Most parliamentarians enter politics because they want to make a difference. They soon find out the only real way to bring about change is to be in government.
There are exceptions of course, such as when MPs hold the balance of power in a minority government or the Senate, but in most cases the power to make and deliver policies lies in the hands of the politicians perched on the Treasury benches.
So having attained the golden prize, there is an understandable reluctance to let it go again. Even the faintest whiff of an electoral threat can be enough to set the hares racing.
This goes some way to explaining why anxious ministers and backbenchers are whingeing to the media about the deeply unpopular federal budget, and agitating for changes to be made to the way things are run on the Good Ship Coalition.
“A stinking carcass” and a “pollywaffle in the public pool” are two reported denunciations by Government members of their own budget. According to the same media report, even a leadership “shake-up” is being considered as an option sometime in the future.
This is because, like Kevin Rudd before him, Tony Abbott’s value to his colleagues is entirely measured by his capacity to keep them in government.
Both men were the begrudging choice of desperate MPs reduced to trying anything to find electoral success. Neither had a loyal following within their parliamentary parties, nor did their colleagues particularly respect them.
In Rudd’s case, any remaining regard vanished when, after presiding over an increasingly dysfunctional government, he mishandled the politics of the Copenhagen climate change meeting and abandoned action to address the greatest moral challenge of our time. The Rudd government’s opinion poll ratings plummeted, nervous Labor MPs began to chitter, and the rest is history.
Abbott too is losing what is left of his colleagues’ respect. Political indulgences like the Paid Parental Leave scheme and the reinstatement of knights and dames were unsettling at best, but now that lack of political nous is manifested on a grand scale with the internally contradictory budget (deep spending cuts AND excessive spending increases), its cack-handed PR campaign and avoidable stumbles on the budget’s details.
Yet instead of finding ways to right the ship, blame-shifting has become the Government’s new political past-time. One Liberal Party faction has been briefing the media that Treasurer Hockey isn’t up to the task or is captured by his department, while others have emphasised that Abbott presided over all the key budget decision-making processes.
One of the most pointed leaks has been the claim that Abbott’s Chief of Staff Peta Credlin declared “this was a budget she would take to an election”, implying that she was complicit in the lack of political judgment shown in casting and selling the budget.
Critics of Credlin’s command and control style are also using the budget to discredit her centralised approach, most likely in the hope of dismantling it.

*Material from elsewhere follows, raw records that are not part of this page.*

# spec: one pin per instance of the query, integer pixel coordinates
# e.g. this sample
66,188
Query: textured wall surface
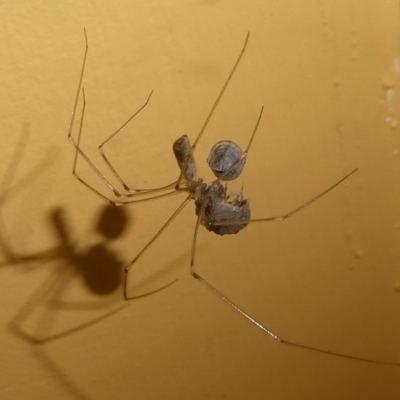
327,73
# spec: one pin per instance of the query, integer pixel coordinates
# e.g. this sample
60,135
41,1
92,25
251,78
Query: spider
218,210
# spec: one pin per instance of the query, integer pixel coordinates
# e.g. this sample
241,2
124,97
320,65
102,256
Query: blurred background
327,73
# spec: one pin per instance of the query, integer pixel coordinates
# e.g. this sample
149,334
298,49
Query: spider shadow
97,268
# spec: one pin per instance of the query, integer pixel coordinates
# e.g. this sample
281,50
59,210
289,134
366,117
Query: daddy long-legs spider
218,210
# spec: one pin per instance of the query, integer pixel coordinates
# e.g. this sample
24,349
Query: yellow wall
327,72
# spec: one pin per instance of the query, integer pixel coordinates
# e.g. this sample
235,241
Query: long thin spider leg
97,171
278,338
145,248
122,182
253,320
79,151
213,108
296,210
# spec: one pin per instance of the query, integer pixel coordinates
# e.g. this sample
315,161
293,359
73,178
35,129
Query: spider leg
213,108
296,210
112,169
126,197
253,320
145,248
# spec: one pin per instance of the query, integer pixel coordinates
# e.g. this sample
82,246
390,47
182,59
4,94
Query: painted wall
327,73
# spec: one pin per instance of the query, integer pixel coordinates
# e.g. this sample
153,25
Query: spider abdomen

Former Costello staffer and now well-connected political columnist, Niki Savva, commented just after the budget that:
Overall, the budget has the mark of a prime minister who accepts he will never be popular, who will struggle to regain the trust of his fellow Australians and who should count himself lucky if, at the end of it all, he wins their respect … The pity of it is that the Coalition did not properly alert people to its intentions before the election. Abbott is paying the price now for a brutally effective campaign to destroy Kevin Rudd and Julia Gillard, a campaign orchestrated by those closest to him whose mission was to get him there no matter what, then worry about the rest later. [Emphasis added]

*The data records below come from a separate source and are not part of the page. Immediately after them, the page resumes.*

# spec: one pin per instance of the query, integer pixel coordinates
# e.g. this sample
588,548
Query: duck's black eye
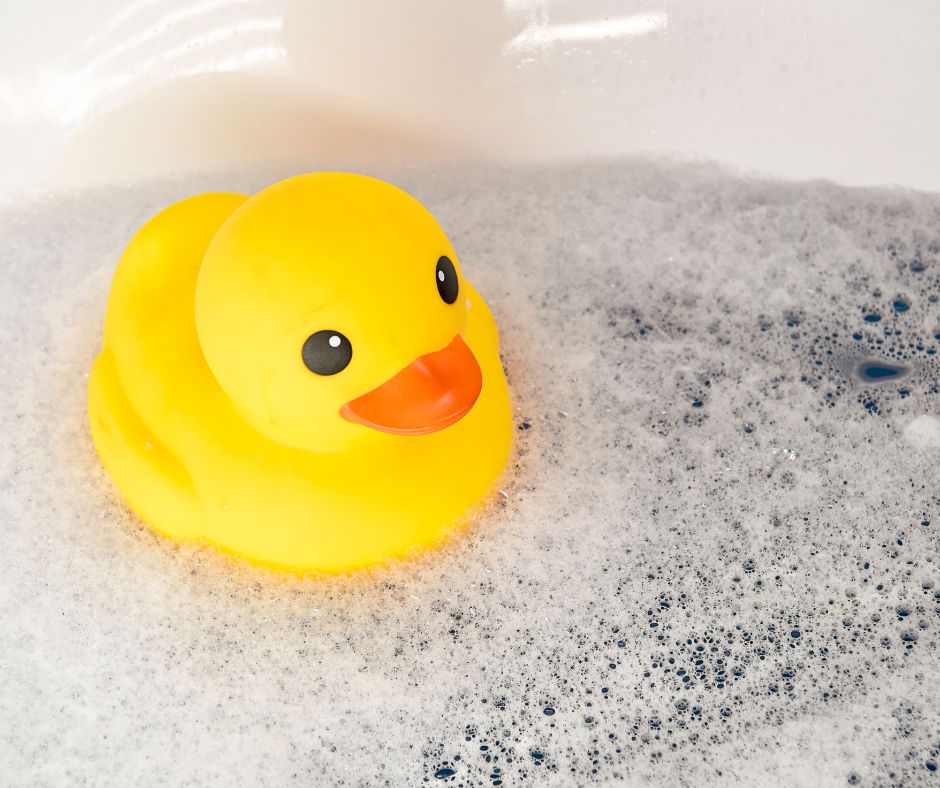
446,277
327,352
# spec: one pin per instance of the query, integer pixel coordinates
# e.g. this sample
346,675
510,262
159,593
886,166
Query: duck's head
330,308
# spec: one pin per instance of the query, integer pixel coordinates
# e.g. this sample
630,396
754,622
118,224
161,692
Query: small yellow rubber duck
302,377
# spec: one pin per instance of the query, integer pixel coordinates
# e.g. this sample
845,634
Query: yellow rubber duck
302,377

To make sure we were in no doubt as to her meaning, Savva said in a television interview this past weekend that Abbott is right to say the Australian people wouldn’t necessarily want to see another prime minister cut down by their own party, but that he should remember why Rudd and Gillard were removed.
Savva recounted that in addition to not living up to their commitments, Rudd had a dysfunctional office and government, while Gillard just wouldn’t listen.
She concluded by emphasising the leadership lessons Abbott should take from Rudd and Gillard’s political demise: change the way he and his office (Credlin) operates, and address his MPs’ anxiety and unrest.
The first test of whether Abbott is prepared to heed such advice will be this week’s sitting of the House of Representatives.
Ministers will be negotiating with the minor parties and other crossbench senators on legislation the Government believes has a better chance of being passed before the new Senate commences on July 1. This is when the balance of power shifts from the Greens to the broader crossbench.
It will be at this point that we see how many of the budget decisions are re-cast as mere ambit claims and negotiated into more electorally palatable forms.
Even if voter angst over the budget does subside over time, the real concern for Abbott should be the extent to which his perceived competence has taken a hit. The combination of an ill-judged budget, not being on top of its detail and ongoing political missteps like “winkgate“, could quickly add up to Abbott being seen as out of his depth if handled proficiently by the Labor Opposition.
This would be a significant political blow: the main reason the Gillard/Rudd government was rejected by voters in 2013 was because it was considered incompetent.
So it would be a mistake for the Prime Minister to dismiss talk of unrest and potential leadership challenges as mere backbench bleating because the water is getting a bit choppy.
Australia may still be two-and-a-half years away from the next federal election, but if a new leader was to be installed, he or she would need 18 months to establish themselves. That gives Abbott a year to pull things together.